Gökay Sofuoglu kritisierte die „Militärhilfe und Rüstungsexporte der Bundesregierung an die Türkei“. Sie stärke Erdogans Machstreben. Die Bundesrepublik hat die Türkei im letzten Jahr von Platz 25 auf Platz 8 der Empfängerländer deutscher Rüstungsexporte gehievt. Nach wie vor sind die Bundeswehr und Tornados in Incirlik stationiert. Es sei ganz offensichtlich: „Die NATO braucht die Türkei und die Türkei die NATO.“
Der Putsch vom Juli war ein Geschenk Allahs für Erdogan
Er wisse nicht genau, wer hinter dem Putsch vom Juli 2016 steckte und wer ihn ausführte, sagte Sofuoglu. Doch eines sei gewiss: „Es war kein Militärputsch. Das türkische Militär hat Erfahrung beim Putschen. Sie machen das gründlich.“ Entlarvend aber ist die Feststellung Erdogans, dieser Putsch sei „ein Geschenk Allahs“. Ein Geschenk für ihn, um seinem Ziel einer Präsidialdiktatur näher zu kommen.
Der Ausnahmezustand der heute noch in Kraft ist, sei ein Weg zu diesem Ziel. Erdogan herrsche mit Terror und Gewalt. Täglich würden Menschen zu tausenden und abertausenden verfolgt, verhaftet und ihrer beruflichen Existenz beraubt. Selbst vor vom Volk gewählte Abgeordneten wird kein Halt gemacht. Menschenrechte und Menschenwürde würden mit Füßen getreten. Der Druck gegen das kurdische Volk werde verschärft, selbst auf die Gefahr, dass dies zu einem Bürgerkrieg führen kann.
Auch in Deutschland lebende Türken haben Angst
In diesem Ausnahmezustand findet das Referendum statt. Das türkische Fernsehen könne er sich kaum noch ansehen, sagte der Referent.“Es ist gleichgeschaltet. Über alle Kanäle wird nationalistische Hetze betrieben und die Bevölkerung aufgerufen, beim Refendum mit Ja zu stimmen. Die Neinsager werden hingegen werden als Vaterlandsverräter und Terroristenschützer denunziert, diffamiert und kriminalisiert. Auch viele in Deutschland lebende Türken fühlen sich eingeschüchtert. Sie haben Angst.“
Auf die Frage aus dem Publikum, wie er bei einer solch einseitigen Ausgangslage das Ergebnis des Referendums einschätze, sagte Sofuoglu: „Es gibt nicht nur Erdogan sondern auch ein starkes Nein.“ Das mache ihm Hoffnung.
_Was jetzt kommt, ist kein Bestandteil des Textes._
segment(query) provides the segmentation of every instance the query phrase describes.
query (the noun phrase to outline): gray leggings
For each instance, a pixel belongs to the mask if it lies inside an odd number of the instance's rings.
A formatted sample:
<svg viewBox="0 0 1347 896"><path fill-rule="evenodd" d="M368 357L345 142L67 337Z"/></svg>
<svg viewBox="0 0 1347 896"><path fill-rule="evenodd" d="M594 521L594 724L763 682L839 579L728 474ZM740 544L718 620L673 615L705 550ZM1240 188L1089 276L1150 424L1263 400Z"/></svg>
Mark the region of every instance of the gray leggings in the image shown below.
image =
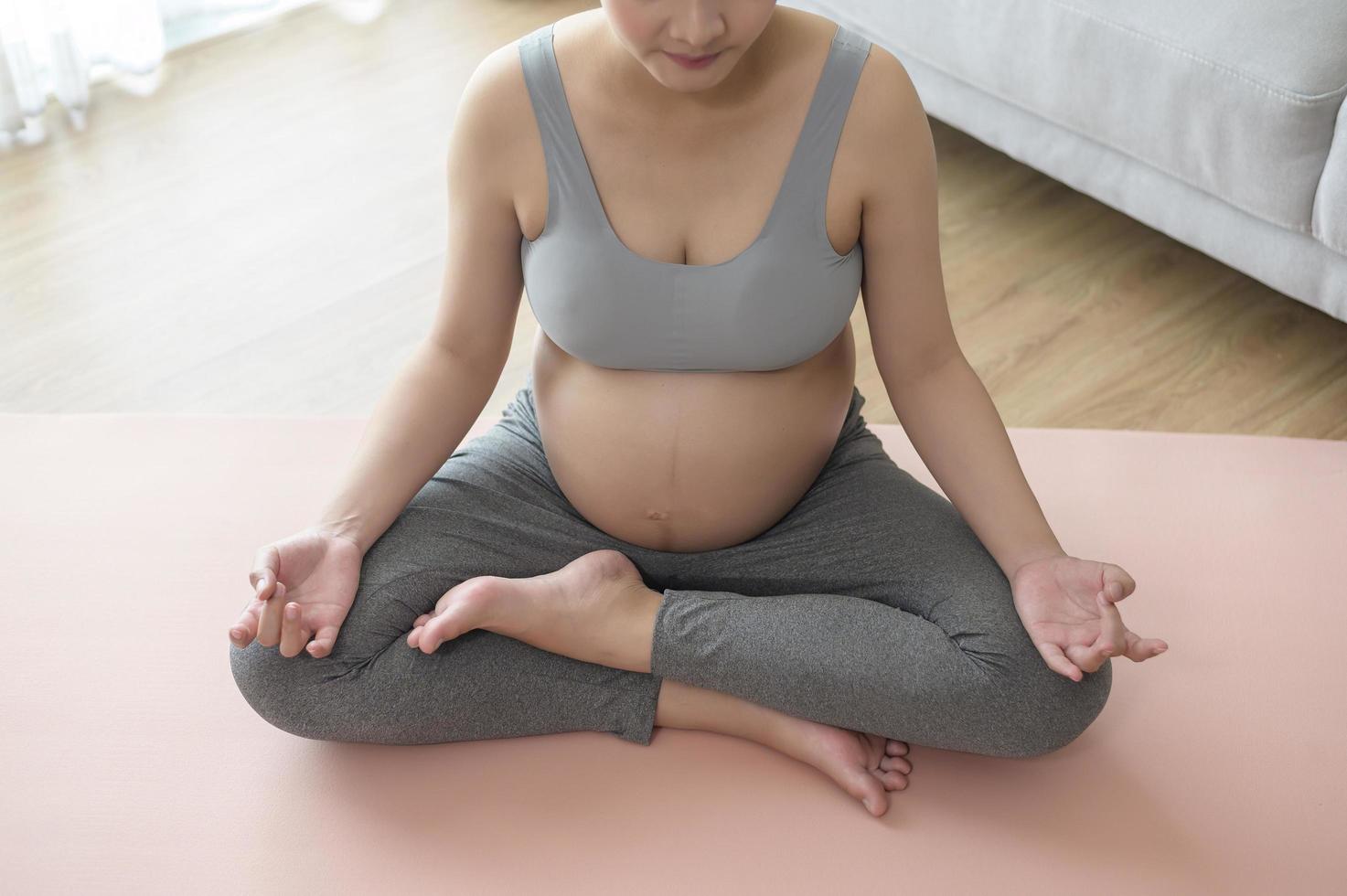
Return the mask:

Selbst im Lager Erdogans gebe es mittlerweile viele Neinsager. Wenn all die Neinsager und Eingeschüchterten zur Abstimmung gingen, sei er zuversichtlich, dass die Mehrheit mit Nein stimmt.
Provokationen im Vorfeld sind nicht auszuschließen
Dazu gebe es aber noch viel zu tun – auch für GewerkschafterInnen. Nicht bevormundend, sondern ermunternd. „Wir sollten solidarisch sein mit den Menschen, die sich in der Türkei wie bei uns für Demokratie und Menschenrechte, gegen staatliche Willkür und Gewalt einsetzen“, war man sich einig. Gökay Sofuoglo schloss nicht aus, dass es im Vorfeld noch zu Provokationen kommen könnte, um die Stimmung auch in Deutschland negativ zu beeinflussen.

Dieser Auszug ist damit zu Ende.